Mortgage rates stuck in a rut as economy turns gloomy. What's next for the housing market?

Rates for home loans ticked up fractionally but stayed in the same narrow range they’ve been in for several months.
In the week ending March 20, 30-year fixed-rate mortgages averaged 6.67%, Freddie Mac announced Thursday. That’s only slightly up from 6.65% last week, but not low enough to spark major moves in the mortgage market: applications for home loans were down 6.2%, the Mortgage Bankers Association said.
Those figures don’t include fees or points, and rates in some parts of the country may be higher or lower than the national average.
If mortgage rates aren’t making much headway one way or the other this year, neither is the housing market itself. Sales of previously-owned homes jumped in February, the National Association of Realtors said Thursday, after falling in January.
When it comes to new housing stock, economic indicators are also mixed. Builders broke ground on more new homes than expected in February, the Commerce Department reported earlier this week. The pace set in February was a 12-month high, and may have been an attempt to get ahead of tariffs.
Indeed, a measure of homebuilder sentiment fell to a seven-month low in March.
Many Americans considering buying a home have waited for years for rates to stabilize or inventory to become available. But analysts are increasingly concerned that deteriorating economic conditions will simply sideline many would-be buyers.
“Consumer worries about losing their jobs are at levels normally seen during recessions,” wrote Apollo Global Management Chief Economist Torsten Slok in a note out Sunday. “A record-high share of consumers think business conditions are worsening,” Slok added. “The bottom line is that consumer sentiment is deteriorating at an alarming rate.”

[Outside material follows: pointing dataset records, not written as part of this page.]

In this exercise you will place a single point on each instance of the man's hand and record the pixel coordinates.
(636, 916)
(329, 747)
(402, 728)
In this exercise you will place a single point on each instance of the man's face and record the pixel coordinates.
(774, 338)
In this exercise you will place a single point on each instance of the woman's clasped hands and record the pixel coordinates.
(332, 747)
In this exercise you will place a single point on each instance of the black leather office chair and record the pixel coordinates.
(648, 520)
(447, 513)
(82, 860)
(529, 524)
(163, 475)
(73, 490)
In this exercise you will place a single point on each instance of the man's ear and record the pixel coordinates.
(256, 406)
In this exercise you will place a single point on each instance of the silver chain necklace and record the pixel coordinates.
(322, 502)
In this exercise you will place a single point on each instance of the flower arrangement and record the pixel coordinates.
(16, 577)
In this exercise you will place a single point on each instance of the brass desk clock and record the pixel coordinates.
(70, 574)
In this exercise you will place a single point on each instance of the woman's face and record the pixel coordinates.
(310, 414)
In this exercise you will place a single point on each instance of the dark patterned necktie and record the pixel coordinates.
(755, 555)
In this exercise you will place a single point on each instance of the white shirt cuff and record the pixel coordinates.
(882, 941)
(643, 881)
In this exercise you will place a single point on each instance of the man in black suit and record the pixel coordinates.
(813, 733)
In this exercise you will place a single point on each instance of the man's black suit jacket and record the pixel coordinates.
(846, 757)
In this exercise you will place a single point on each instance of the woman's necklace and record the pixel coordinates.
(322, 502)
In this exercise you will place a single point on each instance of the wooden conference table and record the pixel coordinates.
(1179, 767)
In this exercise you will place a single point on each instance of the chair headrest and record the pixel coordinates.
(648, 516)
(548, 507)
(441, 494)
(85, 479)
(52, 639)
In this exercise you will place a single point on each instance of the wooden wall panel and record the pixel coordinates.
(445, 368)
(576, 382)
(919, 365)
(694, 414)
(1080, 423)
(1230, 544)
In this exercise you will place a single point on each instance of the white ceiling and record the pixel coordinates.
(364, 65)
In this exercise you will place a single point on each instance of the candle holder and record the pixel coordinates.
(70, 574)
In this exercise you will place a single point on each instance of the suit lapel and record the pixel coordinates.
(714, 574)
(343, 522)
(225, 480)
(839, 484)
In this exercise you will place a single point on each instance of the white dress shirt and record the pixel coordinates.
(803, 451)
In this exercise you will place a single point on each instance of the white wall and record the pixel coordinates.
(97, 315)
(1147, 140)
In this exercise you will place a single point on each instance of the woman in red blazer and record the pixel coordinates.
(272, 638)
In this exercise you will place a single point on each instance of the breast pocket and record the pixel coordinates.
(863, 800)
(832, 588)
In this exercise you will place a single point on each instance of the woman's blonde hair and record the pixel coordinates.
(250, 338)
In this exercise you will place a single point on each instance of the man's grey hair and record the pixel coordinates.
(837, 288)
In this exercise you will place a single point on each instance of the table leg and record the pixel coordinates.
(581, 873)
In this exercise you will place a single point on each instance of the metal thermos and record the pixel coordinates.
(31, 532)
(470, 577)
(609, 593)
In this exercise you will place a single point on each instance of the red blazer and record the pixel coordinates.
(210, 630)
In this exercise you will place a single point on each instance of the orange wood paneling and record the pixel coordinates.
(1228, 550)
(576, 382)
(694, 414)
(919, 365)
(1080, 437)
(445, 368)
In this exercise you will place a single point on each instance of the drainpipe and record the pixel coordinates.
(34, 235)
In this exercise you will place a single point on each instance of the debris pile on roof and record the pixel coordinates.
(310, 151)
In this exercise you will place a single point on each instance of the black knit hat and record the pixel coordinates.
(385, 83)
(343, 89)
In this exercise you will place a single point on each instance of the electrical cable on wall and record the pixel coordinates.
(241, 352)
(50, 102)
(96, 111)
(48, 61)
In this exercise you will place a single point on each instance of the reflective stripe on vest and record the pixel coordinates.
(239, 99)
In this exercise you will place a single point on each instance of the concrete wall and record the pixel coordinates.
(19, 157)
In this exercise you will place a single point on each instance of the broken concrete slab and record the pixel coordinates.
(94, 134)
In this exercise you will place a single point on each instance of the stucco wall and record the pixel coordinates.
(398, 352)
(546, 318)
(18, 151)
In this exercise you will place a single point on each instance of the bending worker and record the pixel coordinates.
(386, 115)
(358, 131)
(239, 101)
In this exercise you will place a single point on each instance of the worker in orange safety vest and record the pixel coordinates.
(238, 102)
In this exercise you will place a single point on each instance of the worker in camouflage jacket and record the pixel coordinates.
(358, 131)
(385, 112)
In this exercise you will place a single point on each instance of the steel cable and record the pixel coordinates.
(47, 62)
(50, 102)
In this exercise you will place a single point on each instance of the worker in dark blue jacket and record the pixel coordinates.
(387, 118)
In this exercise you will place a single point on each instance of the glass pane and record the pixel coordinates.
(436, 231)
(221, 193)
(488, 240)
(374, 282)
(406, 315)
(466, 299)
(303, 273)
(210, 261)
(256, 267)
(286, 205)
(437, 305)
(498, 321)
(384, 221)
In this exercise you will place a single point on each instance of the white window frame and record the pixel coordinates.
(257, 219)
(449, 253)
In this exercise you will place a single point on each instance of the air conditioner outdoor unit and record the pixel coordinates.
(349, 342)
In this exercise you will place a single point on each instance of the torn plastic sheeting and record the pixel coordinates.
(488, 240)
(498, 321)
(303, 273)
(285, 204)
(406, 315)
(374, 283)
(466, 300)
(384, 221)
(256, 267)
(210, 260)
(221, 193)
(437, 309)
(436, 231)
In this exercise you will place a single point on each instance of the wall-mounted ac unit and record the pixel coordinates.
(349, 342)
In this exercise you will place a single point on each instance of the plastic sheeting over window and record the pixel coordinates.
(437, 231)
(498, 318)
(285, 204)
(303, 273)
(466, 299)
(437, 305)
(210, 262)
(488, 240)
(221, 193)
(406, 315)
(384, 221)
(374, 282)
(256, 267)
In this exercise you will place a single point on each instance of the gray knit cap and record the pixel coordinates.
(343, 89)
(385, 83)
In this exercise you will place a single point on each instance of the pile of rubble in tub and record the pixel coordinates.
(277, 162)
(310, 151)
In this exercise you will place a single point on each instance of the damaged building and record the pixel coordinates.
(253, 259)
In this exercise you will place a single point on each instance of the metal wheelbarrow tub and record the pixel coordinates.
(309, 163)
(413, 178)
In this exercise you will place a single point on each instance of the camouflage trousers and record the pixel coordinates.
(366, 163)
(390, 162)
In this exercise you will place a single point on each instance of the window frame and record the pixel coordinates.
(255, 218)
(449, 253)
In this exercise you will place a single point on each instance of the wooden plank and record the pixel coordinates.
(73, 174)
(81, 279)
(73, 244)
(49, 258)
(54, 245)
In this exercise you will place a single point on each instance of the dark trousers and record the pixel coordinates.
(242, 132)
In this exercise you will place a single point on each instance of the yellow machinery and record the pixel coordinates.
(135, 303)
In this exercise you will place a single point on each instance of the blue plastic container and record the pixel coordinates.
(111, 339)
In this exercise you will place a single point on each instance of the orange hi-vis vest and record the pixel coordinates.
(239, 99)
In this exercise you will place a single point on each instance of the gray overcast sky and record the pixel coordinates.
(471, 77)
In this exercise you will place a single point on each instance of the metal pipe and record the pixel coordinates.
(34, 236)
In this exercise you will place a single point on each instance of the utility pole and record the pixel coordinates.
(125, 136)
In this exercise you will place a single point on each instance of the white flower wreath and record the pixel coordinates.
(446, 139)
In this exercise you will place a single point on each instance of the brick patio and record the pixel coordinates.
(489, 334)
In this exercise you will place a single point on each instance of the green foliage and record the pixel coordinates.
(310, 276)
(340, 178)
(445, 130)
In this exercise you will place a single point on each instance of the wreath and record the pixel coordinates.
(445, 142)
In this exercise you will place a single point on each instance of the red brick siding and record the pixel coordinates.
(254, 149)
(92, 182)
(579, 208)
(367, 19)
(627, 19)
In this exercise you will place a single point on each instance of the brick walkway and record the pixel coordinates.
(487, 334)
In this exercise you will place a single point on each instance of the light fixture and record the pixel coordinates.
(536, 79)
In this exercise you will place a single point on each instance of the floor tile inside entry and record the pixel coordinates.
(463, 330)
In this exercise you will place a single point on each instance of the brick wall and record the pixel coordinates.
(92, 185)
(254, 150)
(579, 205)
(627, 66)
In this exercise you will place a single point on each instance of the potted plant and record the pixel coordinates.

Nancy Vanden Houten, lead U.S. economist at Oxford Economics, echoed that view in a note sent after the existing-home sales data. “A recent downtick in mortgage rates may lend some support to home sales in the months ahead, but that could be countered by growing uncertainty on the part of households about the economy,” she wrote. “We look for sales to move sideways in 2025.”
In March, homebuilders reported that the number of prospective buyers taking tours was at its lowest in 15 months.
Some observers believe only outside-the-box thinking will solve the affordability crisis in housing. As previously reported, one woman in the Tulsa, Oklahoma area, is building tiny homes in a factory to help mitigate rising costs and lack of inventory.